Injectable Biomaterial Regenerates Tissue In Traumatic Brain Injury

According to a recent study led by a Clemson University bioengineer, an injectable biomaterial gel may help brain tissue grow at the site of a traumatic brain injury.

This new research reveals that a biomaterial gel—which is made up of both synthetic and natural sources—shows promise in spurring the growth of a patient’s own neural stem cells thereby structurally repairing the brain injury site.

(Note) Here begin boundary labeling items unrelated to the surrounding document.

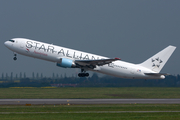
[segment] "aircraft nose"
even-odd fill
[[[7,47],[8,46],[8,42],[6,41],[6,42],[4,42],[4,45]]]
[[[9,48],[9,47],[10,47],[9,41],[4,42],[4,45],[5,45],[7,48]]]

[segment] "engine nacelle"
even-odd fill
[[[72,68],[76,67],[75,63],[71,59],[61,58],[60,62],[56,64],[58,67]]]

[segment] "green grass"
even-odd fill
[[[180,98],[180,88],[0,88],[6,98]]]
[[[180,111],[180,104],[0,106],[0,112]]]
[[[61,113],[0,115],[2,120],[179,120],[180,113]]]
[[[108,113],[100,113],[101,111]],[[162,111],[158,113],[115,113],[113,111]],[[124,105],[37,105],[0,106],[2,120],[178,120],[178,104],[124,104]],[[3,113],[2,113],[3,112]],[[6,113],[9,112],[9,113]],[[16,112],[16,113],[13,113]],[[19,112],[19,113],[18,113]],[[22,113],[26,112],[26,113]],[[40,113],[47,112],[47,113]],[[58,113],[53,113],[58,112]],[[83,113],[82,113],[83,112]],[[112,112],[112,113],[110,113]]]

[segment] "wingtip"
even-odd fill
[[[120,58],[115,58],[116,60],[121,60]]]

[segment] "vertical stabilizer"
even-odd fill
[[[176,47],[170,45],[140,65],[159,73],[175,49]]]

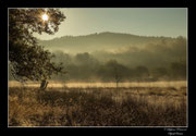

In earlier studies, researchers have demonstrated the renewal of a whole vascular network at the injury site as a preliminary step toward brain tissue regeneration.

This study, one of the very few in traumatic brain injury research to attempt to regenerate tissues using tissue engineering, involved the testing of animals, yet the researchers believe this procedure will be ready for human trials in the coming years.

According to researchers, current approaches to traumatic brain injury treatment are limited in their success, as they focus on managing the primary injury though treatments such as hypothermia or neuroprotection.  However, this new procedure would aid the brain in regenerating new healthy brain issue at the site of injury.

This research is funded by the US Department of Defense and has been presented at a Military Research Forum.  The military is invested in such research because traumatic brain injuries are on the rise among those serving in combat, both in Iraq and Afghanistan.  In fact, some say traumatic brain injury is one of the most common injuries afflicting those serving in our armed forces today.